The obvious alternative would have been to group the projects by building type, and the inclusion of a series of insightful essays by Jonathan Keates, entitled 'Houses', 'Museums', 'Public Projects' and 'Shops', suggests that the book may, at some point, have been conceived in this way. But this, again, would have resulted in some unfortunate contortions. Where, for example, would one place the Toyota Auto building in Kyoto (198990), a mixed-use development designed and presented as though it were a private house (car showroom in the ground-floor 'garage', restaurant in the 'dining room', and so on)?
And what about the beautifully crafted vases, bowls and tables turned out by the Chipperfield office? Would these have been relegated to a sad little afterthought chapter entitled 'Miscellaneous'?
In the event, the tiniest commissions fare rather well. You can't help but wonder whether the editorial team began to have second thoughts when it emerged that, alphabetically speaking, the entire Chipperfield oeuvre kicks off with the Air Frame furniture range. Equally, you can't help but enjoy some of the more unlikely juxtapositions that occur.
The San Michele Cemetery in Venice (19982013), which involves the creation of a new island, is immediately followed by a simple ceramics range for Slegten and Toegeman (1996) and then a monumental social housing project in Madrid (1999-2004).
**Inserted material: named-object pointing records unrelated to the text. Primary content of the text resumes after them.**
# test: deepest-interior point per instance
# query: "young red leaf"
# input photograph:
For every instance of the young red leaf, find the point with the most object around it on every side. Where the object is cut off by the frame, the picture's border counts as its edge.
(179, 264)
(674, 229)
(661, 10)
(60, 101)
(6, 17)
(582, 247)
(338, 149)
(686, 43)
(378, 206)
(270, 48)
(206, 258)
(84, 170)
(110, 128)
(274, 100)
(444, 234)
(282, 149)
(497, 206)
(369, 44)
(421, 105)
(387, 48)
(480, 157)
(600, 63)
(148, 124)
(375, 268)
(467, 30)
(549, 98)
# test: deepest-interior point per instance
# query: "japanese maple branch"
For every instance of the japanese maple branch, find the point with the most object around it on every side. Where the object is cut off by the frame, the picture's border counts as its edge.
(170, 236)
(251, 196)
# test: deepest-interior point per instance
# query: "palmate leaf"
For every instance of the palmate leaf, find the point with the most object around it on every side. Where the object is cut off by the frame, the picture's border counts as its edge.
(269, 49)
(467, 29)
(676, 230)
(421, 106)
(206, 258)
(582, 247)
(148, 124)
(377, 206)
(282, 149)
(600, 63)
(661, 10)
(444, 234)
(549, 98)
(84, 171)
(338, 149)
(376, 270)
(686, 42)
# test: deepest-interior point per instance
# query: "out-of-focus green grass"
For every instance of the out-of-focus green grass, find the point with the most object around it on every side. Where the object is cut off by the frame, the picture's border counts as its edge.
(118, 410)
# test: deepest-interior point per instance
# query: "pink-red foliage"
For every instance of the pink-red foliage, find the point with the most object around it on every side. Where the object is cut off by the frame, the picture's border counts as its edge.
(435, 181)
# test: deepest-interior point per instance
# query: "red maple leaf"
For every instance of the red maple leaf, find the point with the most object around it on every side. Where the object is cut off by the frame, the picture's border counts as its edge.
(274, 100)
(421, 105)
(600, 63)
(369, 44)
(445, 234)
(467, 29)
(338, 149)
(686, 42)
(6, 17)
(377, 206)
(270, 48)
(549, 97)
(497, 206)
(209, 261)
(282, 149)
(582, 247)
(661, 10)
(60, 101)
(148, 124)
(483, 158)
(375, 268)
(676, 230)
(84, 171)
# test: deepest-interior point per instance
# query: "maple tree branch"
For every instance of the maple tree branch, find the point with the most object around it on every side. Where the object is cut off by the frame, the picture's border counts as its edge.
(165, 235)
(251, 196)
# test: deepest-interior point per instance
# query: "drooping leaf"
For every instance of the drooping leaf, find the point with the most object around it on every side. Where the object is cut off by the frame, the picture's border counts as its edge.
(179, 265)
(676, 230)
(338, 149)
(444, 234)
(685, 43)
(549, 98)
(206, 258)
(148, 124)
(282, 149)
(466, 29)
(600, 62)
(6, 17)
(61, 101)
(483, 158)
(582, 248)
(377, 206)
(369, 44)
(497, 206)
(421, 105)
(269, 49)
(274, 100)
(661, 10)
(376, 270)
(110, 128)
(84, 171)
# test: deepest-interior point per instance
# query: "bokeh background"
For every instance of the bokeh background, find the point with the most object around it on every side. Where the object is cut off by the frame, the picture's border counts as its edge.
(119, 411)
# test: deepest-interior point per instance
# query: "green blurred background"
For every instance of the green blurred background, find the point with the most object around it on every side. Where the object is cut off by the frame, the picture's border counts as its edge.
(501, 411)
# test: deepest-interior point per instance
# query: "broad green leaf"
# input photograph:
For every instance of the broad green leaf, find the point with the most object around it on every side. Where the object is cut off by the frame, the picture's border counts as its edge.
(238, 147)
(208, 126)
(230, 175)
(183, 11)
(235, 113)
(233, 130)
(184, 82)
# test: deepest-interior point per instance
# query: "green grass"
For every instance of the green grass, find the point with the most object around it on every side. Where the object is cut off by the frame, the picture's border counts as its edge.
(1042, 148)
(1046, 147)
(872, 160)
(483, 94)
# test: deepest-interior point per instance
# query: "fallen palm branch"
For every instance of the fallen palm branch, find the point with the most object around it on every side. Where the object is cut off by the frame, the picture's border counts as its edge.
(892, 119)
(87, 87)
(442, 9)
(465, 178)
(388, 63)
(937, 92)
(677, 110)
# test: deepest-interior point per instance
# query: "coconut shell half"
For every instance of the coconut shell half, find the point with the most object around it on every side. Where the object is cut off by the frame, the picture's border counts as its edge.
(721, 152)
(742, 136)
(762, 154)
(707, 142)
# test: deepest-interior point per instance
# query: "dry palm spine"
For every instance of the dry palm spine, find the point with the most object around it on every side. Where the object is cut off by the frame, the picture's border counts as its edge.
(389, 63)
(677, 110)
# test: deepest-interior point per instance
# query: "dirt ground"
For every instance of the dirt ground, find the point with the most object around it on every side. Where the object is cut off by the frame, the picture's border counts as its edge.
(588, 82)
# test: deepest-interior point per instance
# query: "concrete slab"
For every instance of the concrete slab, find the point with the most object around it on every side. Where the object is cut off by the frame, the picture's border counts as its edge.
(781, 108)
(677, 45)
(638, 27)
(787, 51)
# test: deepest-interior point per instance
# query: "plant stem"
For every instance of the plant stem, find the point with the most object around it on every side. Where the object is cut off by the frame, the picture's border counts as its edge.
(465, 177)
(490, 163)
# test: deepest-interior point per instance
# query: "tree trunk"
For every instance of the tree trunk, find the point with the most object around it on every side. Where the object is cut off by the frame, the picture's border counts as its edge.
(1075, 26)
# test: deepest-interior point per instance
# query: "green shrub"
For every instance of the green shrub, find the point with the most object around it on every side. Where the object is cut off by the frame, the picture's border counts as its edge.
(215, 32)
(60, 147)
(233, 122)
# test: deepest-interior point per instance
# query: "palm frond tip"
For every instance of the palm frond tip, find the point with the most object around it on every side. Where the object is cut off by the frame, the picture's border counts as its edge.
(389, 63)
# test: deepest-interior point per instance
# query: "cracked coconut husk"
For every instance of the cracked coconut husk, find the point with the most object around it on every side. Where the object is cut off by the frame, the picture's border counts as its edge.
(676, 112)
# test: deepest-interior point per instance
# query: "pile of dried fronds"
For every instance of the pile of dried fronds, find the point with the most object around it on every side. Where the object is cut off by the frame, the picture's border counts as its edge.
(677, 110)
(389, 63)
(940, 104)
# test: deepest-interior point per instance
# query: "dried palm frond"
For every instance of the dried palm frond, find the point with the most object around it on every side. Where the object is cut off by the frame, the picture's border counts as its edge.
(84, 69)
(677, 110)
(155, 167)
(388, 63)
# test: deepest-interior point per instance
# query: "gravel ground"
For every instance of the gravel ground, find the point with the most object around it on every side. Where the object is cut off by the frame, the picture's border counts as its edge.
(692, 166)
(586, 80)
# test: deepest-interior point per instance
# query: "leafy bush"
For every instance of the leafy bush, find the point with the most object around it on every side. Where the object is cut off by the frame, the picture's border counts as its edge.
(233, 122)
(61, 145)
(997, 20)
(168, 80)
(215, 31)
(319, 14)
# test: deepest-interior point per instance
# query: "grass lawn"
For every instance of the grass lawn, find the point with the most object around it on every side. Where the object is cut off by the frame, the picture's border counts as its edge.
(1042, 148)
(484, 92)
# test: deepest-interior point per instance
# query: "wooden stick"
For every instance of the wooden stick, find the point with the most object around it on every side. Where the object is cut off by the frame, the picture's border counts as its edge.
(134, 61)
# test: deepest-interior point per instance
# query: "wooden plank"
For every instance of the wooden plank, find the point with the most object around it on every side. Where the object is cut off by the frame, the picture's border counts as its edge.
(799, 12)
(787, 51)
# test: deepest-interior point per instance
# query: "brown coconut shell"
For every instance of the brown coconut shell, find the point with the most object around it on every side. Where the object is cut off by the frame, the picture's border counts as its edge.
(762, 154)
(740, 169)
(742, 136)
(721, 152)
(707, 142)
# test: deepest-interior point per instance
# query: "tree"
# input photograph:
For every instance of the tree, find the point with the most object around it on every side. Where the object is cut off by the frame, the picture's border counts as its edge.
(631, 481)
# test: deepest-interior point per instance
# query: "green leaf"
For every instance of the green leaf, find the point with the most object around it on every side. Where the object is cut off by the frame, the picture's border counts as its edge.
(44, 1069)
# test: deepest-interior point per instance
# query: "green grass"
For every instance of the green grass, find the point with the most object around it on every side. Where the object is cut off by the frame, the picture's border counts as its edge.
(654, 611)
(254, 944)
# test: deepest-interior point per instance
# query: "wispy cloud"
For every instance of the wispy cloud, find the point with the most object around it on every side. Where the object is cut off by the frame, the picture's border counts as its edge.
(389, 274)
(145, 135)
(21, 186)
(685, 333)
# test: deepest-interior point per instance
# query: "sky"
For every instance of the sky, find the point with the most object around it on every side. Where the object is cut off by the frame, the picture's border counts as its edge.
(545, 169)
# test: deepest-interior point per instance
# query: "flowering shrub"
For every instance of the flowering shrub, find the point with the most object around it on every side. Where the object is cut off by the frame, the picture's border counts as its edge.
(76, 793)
The 'easy-to-navigate' format flounders when you realise that the best-loved buildings, like the best loved pop songs, are not always known by their official title. There is really no need to know that the Henley Rowing Museum is actually called the River and Rowing Museum at Henley-on-Thames unless you are trying to locate it under H. Then again, if you had known that all along, you might never have taken time to appreciate Chipperfield's beautiful thumbnail sketches of the recently completed house in Galicia, Corrubedo.
In fact, the true value of the wilfully straightforward organisational structure is that it encourages random browsing - undoubtedly the most rewarding way to appreciate such an astounding and varied body of work. In publishing, as in architecture, Chipperfield has thrived on the adage that the simplest devices are often the most radical and generally the best.